When he returned north, he travelled via Milan, Genoa, Albisola (a ceramics center where he again earned money painting ceramics), Turin (where he met the Haarlem painter Jan Kraeck), and Lyon (via a mountain pass where his pants froze to the summit rock). From there he travelled to Paris, where he met a painter from Leiden, and from there he went to Rouen, where he became mortally ill but was saved by a woman who bandaged his head.
There he boarded a ship homewards and was back in Haarlem in 1590, the year he married, before travelling to Danzig (now Gdańsk) to visit his uncle, Frederick Henricksz, who was city architect there, and where he painted an altarpiece.

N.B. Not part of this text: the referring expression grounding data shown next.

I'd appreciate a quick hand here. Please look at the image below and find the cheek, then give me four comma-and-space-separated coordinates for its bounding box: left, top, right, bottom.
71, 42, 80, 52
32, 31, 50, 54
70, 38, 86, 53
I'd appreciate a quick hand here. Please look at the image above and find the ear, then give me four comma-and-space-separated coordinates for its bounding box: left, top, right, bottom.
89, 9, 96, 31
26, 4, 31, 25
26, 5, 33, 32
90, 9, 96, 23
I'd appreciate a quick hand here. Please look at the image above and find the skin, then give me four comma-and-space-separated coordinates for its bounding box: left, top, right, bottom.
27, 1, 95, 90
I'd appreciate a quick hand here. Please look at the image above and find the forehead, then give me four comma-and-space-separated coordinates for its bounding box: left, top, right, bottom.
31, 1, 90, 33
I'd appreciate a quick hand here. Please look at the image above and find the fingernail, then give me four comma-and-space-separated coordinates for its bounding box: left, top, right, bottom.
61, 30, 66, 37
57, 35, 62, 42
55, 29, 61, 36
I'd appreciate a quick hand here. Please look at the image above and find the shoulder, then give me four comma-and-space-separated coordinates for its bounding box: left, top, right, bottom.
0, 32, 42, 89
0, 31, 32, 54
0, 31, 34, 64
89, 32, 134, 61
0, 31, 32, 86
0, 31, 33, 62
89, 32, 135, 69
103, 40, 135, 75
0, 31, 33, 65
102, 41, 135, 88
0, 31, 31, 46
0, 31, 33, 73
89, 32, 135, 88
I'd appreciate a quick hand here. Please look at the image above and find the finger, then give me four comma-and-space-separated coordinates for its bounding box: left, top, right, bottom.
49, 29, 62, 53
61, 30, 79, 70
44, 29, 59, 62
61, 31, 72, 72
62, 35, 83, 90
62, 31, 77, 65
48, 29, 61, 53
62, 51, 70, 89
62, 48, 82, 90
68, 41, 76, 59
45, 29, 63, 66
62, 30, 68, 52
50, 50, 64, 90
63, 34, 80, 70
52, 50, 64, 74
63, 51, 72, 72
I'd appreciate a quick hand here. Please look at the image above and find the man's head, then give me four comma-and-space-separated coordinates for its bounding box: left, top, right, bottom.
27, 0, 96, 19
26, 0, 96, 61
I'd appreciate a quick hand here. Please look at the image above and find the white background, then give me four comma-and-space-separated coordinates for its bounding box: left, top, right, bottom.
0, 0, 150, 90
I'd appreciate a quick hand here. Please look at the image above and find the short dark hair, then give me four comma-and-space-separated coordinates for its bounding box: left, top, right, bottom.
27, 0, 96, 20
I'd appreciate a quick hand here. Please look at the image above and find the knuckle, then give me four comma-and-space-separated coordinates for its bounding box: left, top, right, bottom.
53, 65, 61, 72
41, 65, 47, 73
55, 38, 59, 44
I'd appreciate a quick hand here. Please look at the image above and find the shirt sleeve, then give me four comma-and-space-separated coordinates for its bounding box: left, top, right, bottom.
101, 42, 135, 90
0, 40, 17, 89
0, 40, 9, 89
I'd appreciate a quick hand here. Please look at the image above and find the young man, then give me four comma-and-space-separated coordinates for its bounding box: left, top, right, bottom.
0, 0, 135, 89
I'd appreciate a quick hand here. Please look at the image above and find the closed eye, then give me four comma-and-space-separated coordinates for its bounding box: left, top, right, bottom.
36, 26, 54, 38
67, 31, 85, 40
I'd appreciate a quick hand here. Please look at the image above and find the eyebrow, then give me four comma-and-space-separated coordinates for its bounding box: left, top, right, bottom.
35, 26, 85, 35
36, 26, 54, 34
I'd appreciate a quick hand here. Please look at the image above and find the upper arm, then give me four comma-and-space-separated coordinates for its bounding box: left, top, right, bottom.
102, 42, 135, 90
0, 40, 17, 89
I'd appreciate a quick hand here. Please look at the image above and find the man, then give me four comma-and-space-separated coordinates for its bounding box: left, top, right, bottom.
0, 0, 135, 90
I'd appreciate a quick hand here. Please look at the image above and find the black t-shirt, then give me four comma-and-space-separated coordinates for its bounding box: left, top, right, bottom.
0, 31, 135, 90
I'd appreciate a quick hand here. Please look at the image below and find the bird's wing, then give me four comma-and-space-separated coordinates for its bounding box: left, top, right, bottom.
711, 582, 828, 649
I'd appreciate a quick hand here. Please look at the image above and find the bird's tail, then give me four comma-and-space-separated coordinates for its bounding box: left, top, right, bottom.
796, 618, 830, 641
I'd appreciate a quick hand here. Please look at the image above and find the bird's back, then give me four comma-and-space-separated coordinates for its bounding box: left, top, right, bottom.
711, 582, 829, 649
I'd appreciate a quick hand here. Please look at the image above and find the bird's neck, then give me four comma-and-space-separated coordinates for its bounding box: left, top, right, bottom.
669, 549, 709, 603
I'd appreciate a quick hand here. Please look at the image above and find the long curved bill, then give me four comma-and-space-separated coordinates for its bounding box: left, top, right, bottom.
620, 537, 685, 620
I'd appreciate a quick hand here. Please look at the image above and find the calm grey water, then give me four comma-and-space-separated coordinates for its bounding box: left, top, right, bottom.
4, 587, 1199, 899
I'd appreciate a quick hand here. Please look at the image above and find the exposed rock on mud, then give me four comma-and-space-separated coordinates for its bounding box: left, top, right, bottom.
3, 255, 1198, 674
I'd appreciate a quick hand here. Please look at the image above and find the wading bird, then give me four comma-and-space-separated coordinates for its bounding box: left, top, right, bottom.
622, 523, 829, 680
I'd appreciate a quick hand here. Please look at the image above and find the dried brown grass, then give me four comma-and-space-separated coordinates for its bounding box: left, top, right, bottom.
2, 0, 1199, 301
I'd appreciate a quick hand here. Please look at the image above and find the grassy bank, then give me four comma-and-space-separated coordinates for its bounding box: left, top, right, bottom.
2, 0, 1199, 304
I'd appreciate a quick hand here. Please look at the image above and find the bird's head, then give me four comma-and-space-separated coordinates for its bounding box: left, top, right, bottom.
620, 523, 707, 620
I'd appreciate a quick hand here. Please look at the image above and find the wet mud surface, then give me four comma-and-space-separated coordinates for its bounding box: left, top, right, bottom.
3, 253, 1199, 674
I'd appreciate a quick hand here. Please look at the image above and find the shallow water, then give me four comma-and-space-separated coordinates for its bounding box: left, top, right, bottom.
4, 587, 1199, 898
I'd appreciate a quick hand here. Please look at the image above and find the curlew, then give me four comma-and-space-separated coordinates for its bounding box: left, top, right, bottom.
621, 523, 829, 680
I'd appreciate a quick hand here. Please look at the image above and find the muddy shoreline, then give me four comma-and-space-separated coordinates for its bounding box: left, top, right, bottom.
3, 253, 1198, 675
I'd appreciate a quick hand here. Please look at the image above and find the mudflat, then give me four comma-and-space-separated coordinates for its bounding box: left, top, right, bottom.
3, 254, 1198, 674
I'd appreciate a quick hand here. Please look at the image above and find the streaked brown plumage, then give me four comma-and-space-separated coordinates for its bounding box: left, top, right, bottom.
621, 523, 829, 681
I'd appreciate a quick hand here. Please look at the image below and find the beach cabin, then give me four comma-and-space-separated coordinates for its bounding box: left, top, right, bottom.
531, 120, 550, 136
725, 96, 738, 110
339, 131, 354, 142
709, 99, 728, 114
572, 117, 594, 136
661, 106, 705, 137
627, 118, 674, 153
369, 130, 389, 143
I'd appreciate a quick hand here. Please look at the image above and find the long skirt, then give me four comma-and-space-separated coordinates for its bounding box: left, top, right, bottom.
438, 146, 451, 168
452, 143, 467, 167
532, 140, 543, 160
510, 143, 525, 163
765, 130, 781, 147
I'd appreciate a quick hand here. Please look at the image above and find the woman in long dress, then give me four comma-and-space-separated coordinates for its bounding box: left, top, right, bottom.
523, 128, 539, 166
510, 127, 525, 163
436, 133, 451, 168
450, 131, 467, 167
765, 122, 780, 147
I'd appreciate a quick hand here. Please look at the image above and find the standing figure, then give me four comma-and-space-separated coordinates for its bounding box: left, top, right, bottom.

During his next journey, this time to Portugal, he survived shipwreck, but was threatened with execution as "an English pirate" - from which he was saved by being recognized as a Catholic from his salvaged devotional paintings, which convinced the monks on the beach that he and his companions were not "heathen Protestants" (Vroom, having been to Italy, had coached his fellow survivors in the catechism). Having been granted free passage, Vroom travelled to St. Huves (Setubal), where he recorded his adventures in a painting that he sold to a painter there.
When he decided to return to Haarlem, he got off the ship at the last minute due to a premonition, being called a "crazy painter". The ship sank in the Øresund near Helsingor and in Haarlem Vroom was reported dead. However, he had written to his wife, who thus discovered he was still alive. He eventually died in Haarlem, in his late seventies.